Jamie Linton, Professor, Queens University, Canada and University Paris-Ouest, France

This presentation considers how different ways of understanding the relation between water and human society have been reflected in different concepts of the circulation of water from the 1930s to the present in English-language hydrological and geographical literature. In 1931, the modern concept of the hydrologic cycle was introduced as a framework for the hydrological sciences in the United States by the American hydrologist Robert E. Horton. Originally conceived as representing a purely "natural" (i.e. non-social) process, the hydrologic cycle quickly spread in scientific, administrative and popular discourse. Scientific and cultural developments in the post-war years – especially the growing concerns for the human impact on the natural environment – gave rise to new ways of conceptualizing and representing the hydrologic cycle, so as to accommodate and reflect anthropogenic influences on the quality and flow of water in the hydrosphere.
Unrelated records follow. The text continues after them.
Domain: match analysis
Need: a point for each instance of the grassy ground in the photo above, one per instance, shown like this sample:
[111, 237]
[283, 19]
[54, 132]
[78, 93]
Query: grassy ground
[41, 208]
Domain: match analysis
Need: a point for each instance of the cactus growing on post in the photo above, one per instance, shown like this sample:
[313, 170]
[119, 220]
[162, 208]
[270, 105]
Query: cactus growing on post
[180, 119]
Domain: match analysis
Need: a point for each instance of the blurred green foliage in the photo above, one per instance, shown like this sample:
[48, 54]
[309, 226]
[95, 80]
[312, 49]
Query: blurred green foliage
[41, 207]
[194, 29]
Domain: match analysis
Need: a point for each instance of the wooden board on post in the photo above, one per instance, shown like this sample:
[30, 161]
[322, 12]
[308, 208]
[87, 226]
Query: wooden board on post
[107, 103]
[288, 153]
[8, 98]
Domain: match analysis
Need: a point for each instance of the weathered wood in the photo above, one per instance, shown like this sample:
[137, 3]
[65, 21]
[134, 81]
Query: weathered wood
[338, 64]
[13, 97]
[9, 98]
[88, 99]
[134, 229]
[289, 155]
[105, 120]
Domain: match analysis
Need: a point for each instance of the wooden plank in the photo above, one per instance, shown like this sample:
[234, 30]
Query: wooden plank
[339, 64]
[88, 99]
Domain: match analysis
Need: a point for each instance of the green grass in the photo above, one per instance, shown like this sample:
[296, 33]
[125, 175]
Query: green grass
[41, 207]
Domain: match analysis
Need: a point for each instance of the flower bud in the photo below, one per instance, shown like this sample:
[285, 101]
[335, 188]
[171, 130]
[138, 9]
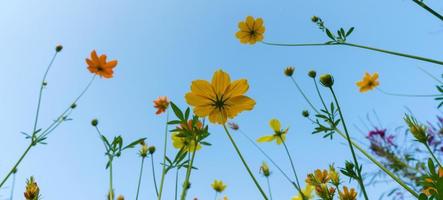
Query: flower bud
[94, 122]
[289, 71]
[327, 80]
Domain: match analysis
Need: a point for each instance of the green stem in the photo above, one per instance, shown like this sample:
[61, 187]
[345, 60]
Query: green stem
[244, 163]
[362, 47]
[140, 178]
[188, 174]
[153, 174]
[432, 154]
[427, 8]
[360, 178]
[16, 164]
[269, 187]
[269, 158]
[164, 157]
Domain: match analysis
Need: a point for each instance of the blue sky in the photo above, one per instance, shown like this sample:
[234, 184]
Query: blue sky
[161, 47]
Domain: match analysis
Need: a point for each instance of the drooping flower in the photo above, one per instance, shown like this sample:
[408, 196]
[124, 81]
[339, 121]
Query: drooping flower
[221, 99]
[99, 65]
[307, 193]
[369, 82]
[218, 186]
[182, 142]
[347, 194]
[32, 191]
[251, 30]
[279, 134]
[161, 104]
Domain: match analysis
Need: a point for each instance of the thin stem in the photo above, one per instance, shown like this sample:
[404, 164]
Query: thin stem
[153, 174]
[360, 178]
[427, 8]
[164, 157]
[269, 158]
[176, 182]
[140, 178]
[407, 95]
[244, 163]
[188, 174]
[432, 154]
[269, 187]
[16, 164]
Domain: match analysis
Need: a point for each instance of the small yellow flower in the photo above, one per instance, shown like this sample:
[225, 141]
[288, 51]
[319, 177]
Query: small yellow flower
[279, 134]
[369, 82]
[348, 194]
[307, 192]
[218, 186]
[221, 99]
[181, 142]
[32, 191]
[251, 30]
While integrating water and society, these concepts and representations reflected a rigid distinction and separation between nature and society, characteristic of modernity. As this distinction has weakened in more recent years, new concepts and representations of the hydro-social dynamic have appeared that reflect new ways of understanding this relationship. The presentation concludes with a discussion of the “hydrosocial cycle”, a concept that has been developed by the author and other critical geographers as a way of representing and analyzing the political and social dimensions of water.

References

  • Linton, J. (2008). "Is the Hydrologic Cycle Sustainable? A historical-geographical critique of a modern concept." Annals of the Association of American Geographers 98(3): 630-649.
     
  • Linton, J. (2010). What is Water ? The History of a Modern Abstraction. Vancouver, British Columbia, UBC Press.
     
  • Linton, J. (2014). "Modern Water and its Discontents." WIREs Water 1: 111-120.
     
  • Linton, J. and J. Budds (in press). "The hydrosocial cycle: Defining and mobilizing a relational-dialectical approach to water." Geoforum.